Define Scorer, implementing token scoring (logits computing) functionality.

ScoreOut

Bases: NamedTuple

Output of Scorer.score method.

Contains the logits at each position of the query tokens. The logits at position i are used to predict the token at position i+1.

Attributes:

Name Type Description
token_logits Tensor

Logits at the query token positions. Shape [batch_size, num_query_tokens, vocab_size].

Scorer

Scorer is able to process given tokens and produce corresponding token logits (scores).

Scorer delegates scoring to a LanguageModel instance.

Scorer only scores the given query tokens, and does not generate any new tokens even though the scores can be used to do so.

In the context of speculative decoding, scoring is part of the verification process, where the speculative decoder will do speculative sampling based on the token logits produced by the scorer.

Attributes:

Name Type Description
language_model LanguageModel

The language model used for scoring.

score(query_token_ids, kv_cache)

Score the given query tokens using the provided key-value cache.

kv_cache will be updated internally as a side effect of this method.
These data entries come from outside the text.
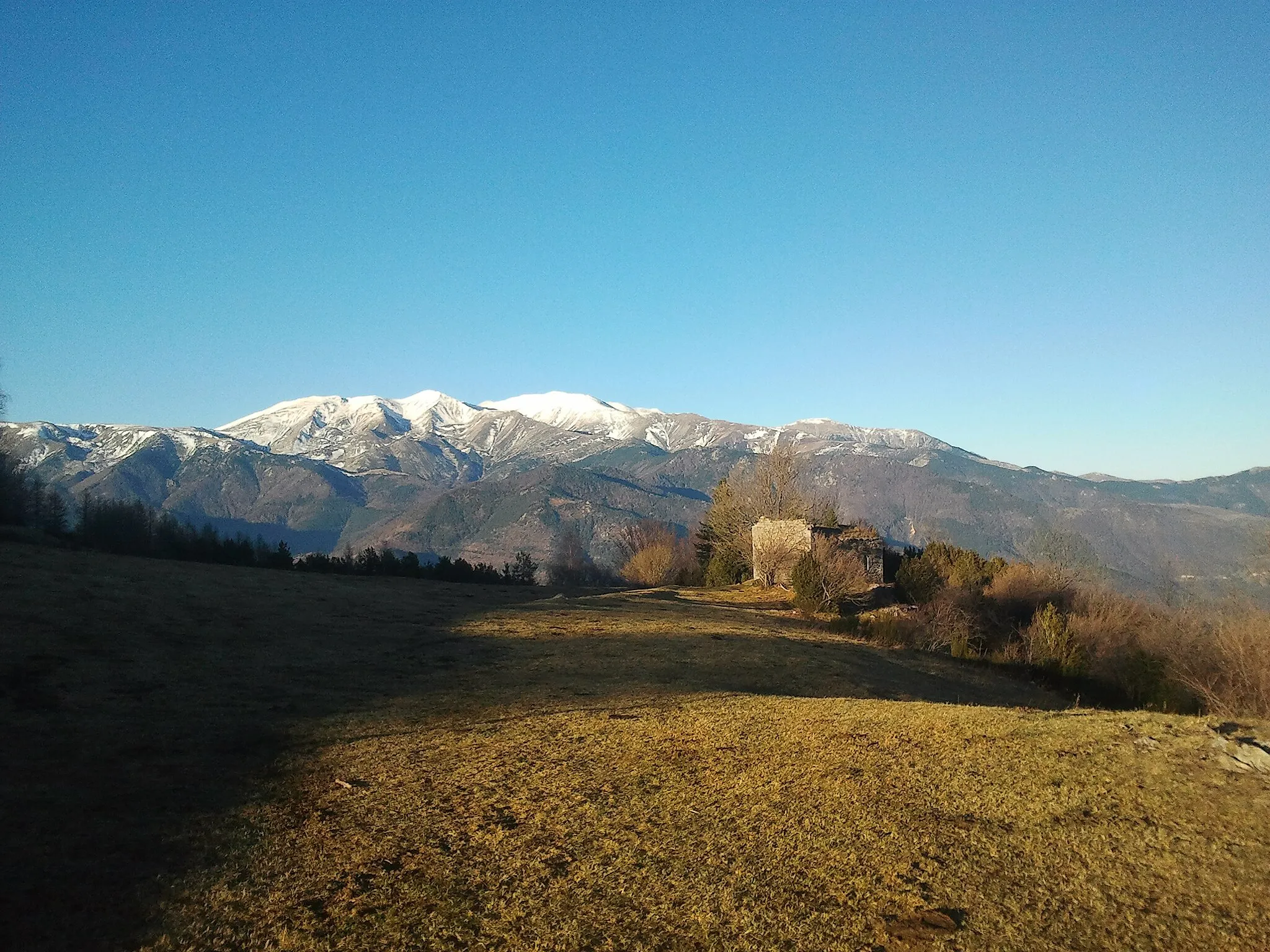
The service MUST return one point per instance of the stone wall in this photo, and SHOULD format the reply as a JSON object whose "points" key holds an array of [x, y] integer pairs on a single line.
{"points": [[779, 544]]}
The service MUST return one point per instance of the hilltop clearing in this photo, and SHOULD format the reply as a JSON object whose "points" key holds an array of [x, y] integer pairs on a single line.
{"points": [[206, 757]]}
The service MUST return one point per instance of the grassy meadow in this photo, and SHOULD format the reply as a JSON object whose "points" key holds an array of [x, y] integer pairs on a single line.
{"points": [[214, 758]]}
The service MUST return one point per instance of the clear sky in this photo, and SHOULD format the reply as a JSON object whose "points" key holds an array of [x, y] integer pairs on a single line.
{"points": [[1043, 236]]}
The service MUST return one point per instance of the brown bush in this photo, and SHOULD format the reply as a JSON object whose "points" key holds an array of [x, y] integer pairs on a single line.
{"points": [[893, 631], [1020, 589], [956, 621], [657, 555], [652, 565], [1223, 656]]}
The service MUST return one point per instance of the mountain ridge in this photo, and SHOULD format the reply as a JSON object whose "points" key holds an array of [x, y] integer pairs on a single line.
{"points": [[355, 471]]}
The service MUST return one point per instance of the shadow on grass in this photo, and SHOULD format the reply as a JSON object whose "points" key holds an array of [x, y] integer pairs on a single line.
{"points": [[141, 699]]}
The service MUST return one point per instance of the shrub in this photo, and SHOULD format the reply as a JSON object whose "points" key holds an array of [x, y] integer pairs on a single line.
{"points": [[1050, 643], [1019, 589], [655, 555], [828, 578], [1225, 659], [652, 565], [956, 622], [892, 630], [917, 580], [726, 568]]}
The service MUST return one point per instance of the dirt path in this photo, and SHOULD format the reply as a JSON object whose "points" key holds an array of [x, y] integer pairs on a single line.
{"points": [[161, 718]]}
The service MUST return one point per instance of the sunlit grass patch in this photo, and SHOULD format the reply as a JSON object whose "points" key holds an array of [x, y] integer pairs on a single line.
{"points": [[752, 823]]}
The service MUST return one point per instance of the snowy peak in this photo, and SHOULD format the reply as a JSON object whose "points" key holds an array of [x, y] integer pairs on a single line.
{"points": [[579, 413]]}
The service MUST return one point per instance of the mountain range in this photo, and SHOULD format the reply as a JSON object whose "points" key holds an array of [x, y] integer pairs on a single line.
{"points": [[437, 475]]}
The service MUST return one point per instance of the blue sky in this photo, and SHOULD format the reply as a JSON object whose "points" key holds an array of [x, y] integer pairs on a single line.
{"points": [[1043, 236]]}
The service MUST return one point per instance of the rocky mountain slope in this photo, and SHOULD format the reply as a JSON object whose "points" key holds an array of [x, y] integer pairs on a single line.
{"points": [[433, 474]]}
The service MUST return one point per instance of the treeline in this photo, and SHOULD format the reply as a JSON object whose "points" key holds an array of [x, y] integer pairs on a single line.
{"points": [[384, 562], [24, 500], [1067, 624], [135, 528]]}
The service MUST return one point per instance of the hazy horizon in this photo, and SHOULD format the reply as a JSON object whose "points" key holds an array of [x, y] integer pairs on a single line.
{"points": [[1041, 236]]}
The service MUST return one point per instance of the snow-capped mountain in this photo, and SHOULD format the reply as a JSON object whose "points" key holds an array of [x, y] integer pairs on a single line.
{"points": [[430, 472], [367, 433]]}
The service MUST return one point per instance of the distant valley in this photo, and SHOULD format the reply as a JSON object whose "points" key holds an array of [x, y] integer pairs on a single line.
{"points": [[436, 475]]}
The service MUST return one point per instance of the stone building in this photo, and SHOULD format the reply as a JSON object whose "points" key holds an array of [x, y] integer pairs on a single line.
{"points": [[779, 544]]}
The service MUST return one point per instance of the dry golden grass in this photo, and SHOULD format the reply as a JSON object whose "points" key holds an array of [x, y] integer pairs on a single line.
{"points": [[242, 759]]}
Return the output includes logits for all query token positions, where position i gives the logits for predicting token i+1.

Parameters:

Name Type Description Default
query_token_ids Tensor

Query tokens to be scored. Shape [batch_size, num_query_tokens].

required
kv_cache KVCache

Keys and values tensor for past context tokens.

required

Returns:

Name Type Description
ScoreOut ScoreOut

The scoring result containing token logits. Shape [batch_size, num_query_tokens, vocab_size].